Solved – Confidence Interval for Regression Line (simple linear regression)

confidence intervalexcelmathematical-statisticsregressionstatistical significance

So I've constructed a confidence interval for my regression line. However, because I have 2500 data points it is a very, very narrow interval (I can barely see it next to the regression line when I make it a 99% interval). I've also been reading similar questions but I just can't get a basic understanding of what this confidence interval means.

Here are my thoughts..
I think it is saying that if I draw another 2500 sample that I can be 99% sure the new estimated regression line will lie within this C.I? Or, in other words, I could draw 100 more samples, fit them and expect only 1 out of the 100 estimated regression lines would violate these new CI. I notice it widens at each end of the graph which would allow a new line to pivot properly if a slightly different coefficient was estimated so that sort of makes sense.

Please let me know what you think I would really appreciate it!

Best Answer

You are partially correct about the interpretation of confidence interval. It tells about the population parameter (as opposed to sample statistic) which in your case is regression coefficient of the entire population. A confidence interval is a range of values, derived from sample statistics, that is likely to contain the value of an unknown population parameter such as mean and regression coefficient. Because of their random nature, it is unlikely that two samples from a given population will yield identical confidence intervals. But if you repeated your sample many times, a certain percentage of the resulting confidence intervals would contain the unknown population parameter.
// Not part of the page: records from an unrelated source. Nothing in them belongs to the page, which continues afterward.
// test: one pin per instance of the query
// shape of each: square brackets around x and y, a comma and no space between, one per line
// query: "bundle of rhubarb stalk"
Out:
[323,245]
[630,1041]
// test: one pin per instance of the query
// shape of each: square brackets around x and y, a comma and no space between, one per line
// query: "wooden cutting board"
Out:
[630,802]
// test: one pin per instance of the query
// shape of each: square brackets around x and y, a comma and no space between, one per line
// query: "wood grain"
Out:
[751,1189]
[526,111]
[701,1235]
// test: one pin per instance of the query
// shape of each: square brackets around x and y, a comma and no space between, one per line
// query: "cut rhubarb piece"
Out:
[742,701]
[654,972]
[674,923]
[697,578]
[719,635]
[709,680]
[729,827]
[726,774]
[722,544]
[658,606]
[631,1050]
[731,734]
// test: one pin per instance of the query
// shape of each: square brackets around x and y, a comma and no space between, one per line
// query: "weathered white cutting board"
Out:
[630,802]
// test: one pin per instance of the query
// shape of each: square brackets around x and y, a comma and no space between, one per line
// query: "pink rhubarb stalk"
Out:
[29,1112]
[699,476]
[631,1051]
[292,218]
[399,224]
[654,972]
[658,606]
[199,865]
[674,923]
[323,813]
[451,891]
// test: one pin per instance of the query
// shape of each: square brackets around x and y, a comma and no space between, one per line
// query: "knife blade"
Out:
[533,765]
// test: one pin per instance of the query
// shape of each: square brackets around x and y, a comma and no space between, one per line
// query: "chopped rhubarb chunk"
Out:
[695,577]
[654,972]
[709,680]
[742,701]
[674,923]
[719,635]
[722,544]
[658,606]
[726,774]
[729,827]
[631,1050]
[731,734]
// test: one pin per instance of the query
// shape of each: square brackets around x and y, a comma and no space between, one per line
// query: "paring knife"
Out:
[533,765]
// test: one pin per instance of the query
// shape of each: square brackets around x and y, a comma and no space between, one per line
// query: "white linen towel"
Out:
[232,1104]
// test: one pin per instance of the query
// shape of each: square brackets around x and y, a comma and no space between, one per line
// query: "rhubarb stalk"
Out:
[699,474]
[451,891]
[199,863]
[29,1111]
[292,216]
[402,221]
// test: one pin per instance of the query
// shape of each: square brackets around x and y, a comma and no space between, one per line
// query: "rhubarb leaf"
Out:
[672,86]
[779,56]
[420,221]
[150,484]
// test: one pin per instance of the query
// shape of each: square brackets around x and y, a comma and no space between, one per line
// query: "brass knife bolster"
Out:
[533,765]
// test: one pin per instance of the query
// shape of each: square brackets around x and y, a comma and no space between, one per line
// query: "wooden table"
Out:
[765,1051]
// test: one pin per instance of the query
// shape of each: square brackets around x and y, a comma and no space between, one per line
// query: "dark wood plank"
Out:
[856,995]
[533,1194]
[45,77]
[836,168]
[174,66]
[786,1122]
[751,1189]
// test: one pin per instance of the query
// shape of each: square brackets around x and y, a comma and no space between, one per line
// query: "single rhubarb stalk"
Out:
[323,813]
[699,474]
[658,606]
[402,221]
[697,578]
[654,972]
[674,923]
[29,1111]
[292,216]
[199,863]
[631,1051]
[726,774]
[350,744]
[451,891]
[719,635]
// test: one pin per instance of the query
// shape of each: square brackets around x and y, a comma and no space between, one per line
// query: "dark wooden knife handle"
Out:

The percentage of these confidence intervals that contain the parameter is the confidence level of the interval.
A $99\%$ confidence interval indicates that $99$ out of $100$ from the same population will confidence intervals that contain the population parameter. To make the idea clearer consider this: As the sample size increases, the sampling error decreases and the intervals become narrower. If you could increase the sample size to equal the population, there would be no sampling error. In this case, the confidence interval would have a width of zero and be equal to the true population parameter.